Ms. Oldfather opposes the motion. She contends that she has provided meaningful assistance to Mr. Benjamin's clients, among others, and that there is no basis for reducing the applicable Pretrial Order 19 assessments. She also asserts that the motion is premature because allocation of the amounts withheld as fees and costs will occur at a later date, at which time Mr. Benjamin can seek the return of any funds to which he believes he is entitled.

The Court has written extensively regarding the purpose and legal basis for assessing common benefit fees and costs to compensate and reimburse attorneys who do work that inures to the benefit of an entire group of MDL claimants. See, e.g., In re Vioxx Prods. Liab. Litig., 802 F.Supp.2d 740 (E.D. La. 2011) (allocating common benefit fee); In re Viox Prods. Liab. Litig., 650 F.Supp.2d 549 (E.D. La. 2010) (setting common benefit fee). The benefit created by common labor and compensated by joint assessments is sometimes intangible and difficult to quantify in individual cases. Nonetheless, the work done by common benefit attorneys does have a significant and meaningful effect on all cases pending in the MDL. The Court is not aware of any authority recommending or authorizing that common benefit assessments in complex multidistrict litigation be subject to case-by-case review for whether any particular claimant has actually benefitted from common benefit work and whether any particular plaintiff should be required to contribute. Such a proposition seems to be unworkable and is likely inconsistent with the nature of common benefit contributions. Accordingly, the Court finds no good cause under these circumstances to exclude the sixteen cases settled by Mr. Benjamin from the applicable Pretrial Order 19 assessment, as amended. The Motion (Rec. Doc. 63680) is DENIED.

IV. Conclusion

For the foregoing reasons,

IT IS ORDERED that the PSC's Motion to Amend Pretrial Order 19 (Rec. Doc. 63585) is GRANTED. Any Pretrial Order 19 assessment on a heart attack or stroke case governed by Pretrial Order 29 that exceeds 2% for fees and 1% for costs is reduced to 2% for fees and 1% for costs. The PSC shall meet and confer with Merck, the Garretson Group, and BrownGreer to implement an appropriate structure for escrowing these funds.

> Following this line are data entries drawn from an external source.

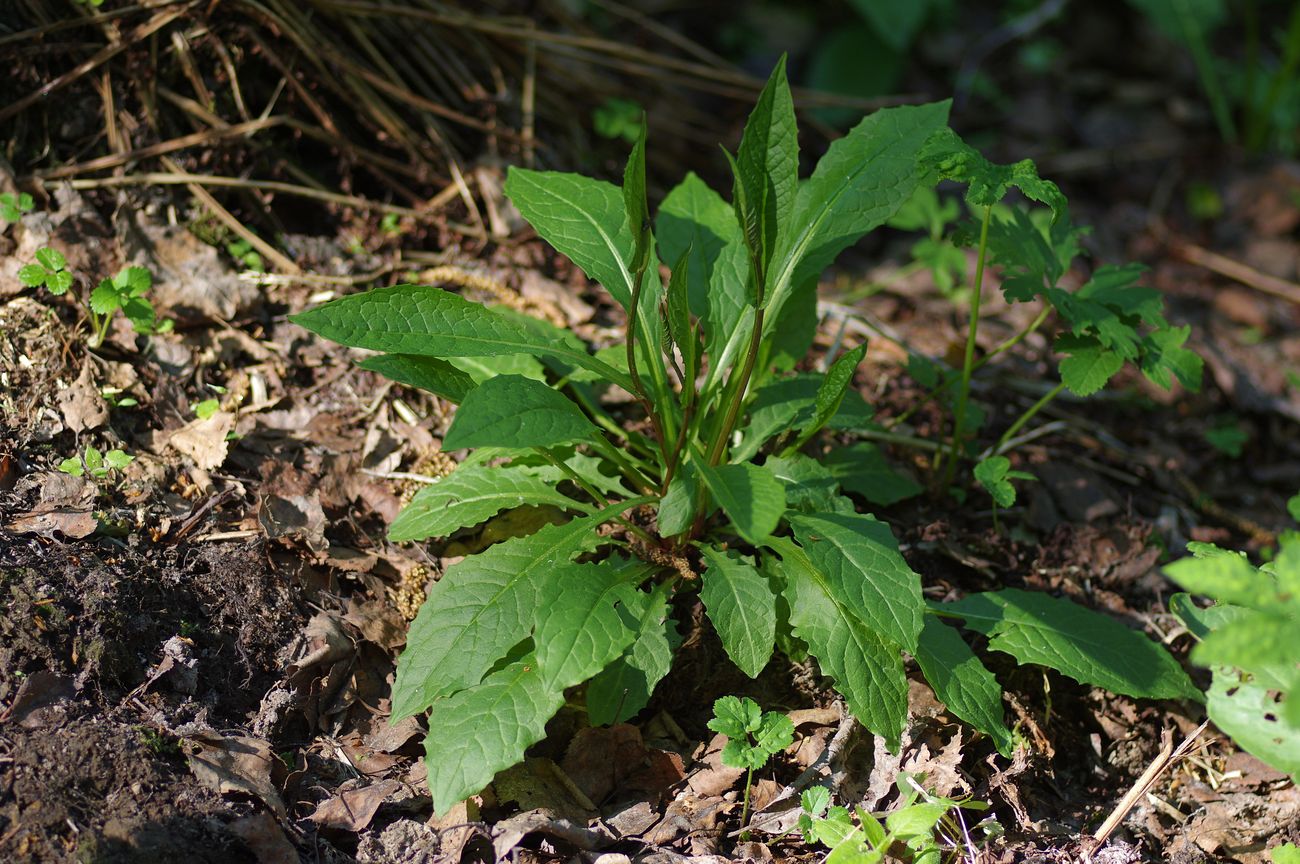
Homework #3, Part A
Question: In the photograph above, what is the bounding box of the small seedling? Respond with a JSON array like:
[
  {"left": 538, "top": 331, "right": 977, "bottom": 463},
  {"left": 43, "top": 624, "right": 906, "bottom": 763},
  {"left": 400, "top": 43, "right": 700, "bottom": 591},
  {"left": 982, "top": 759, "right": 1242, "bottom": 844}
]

IT IS FURTHER ORDERED that Ms. Oldfather's motion for escrow and disclosure (Rec. Doc. 63154), which may be partially mooted by the amendment to Pretrial Order 19, will be revisited following the establishment of escrow for the funds described above.

IT IS FURTHER ORDERED that Mr. Benjamin's motion (Rec. Doc. 63680) is DENIED.

FootNotes


1. For a more detailed factual background describing the events that took place before the inception of this multidistrict litigation, see In re Vioxx Prods. Liab. Litig., 401 F.Supp.2d 565 (E.D. La. 2005) (resolving Daubert challenges to a number of expert witnesses).
2. Cases filed in or transferred to the MDL after November 9, 2007.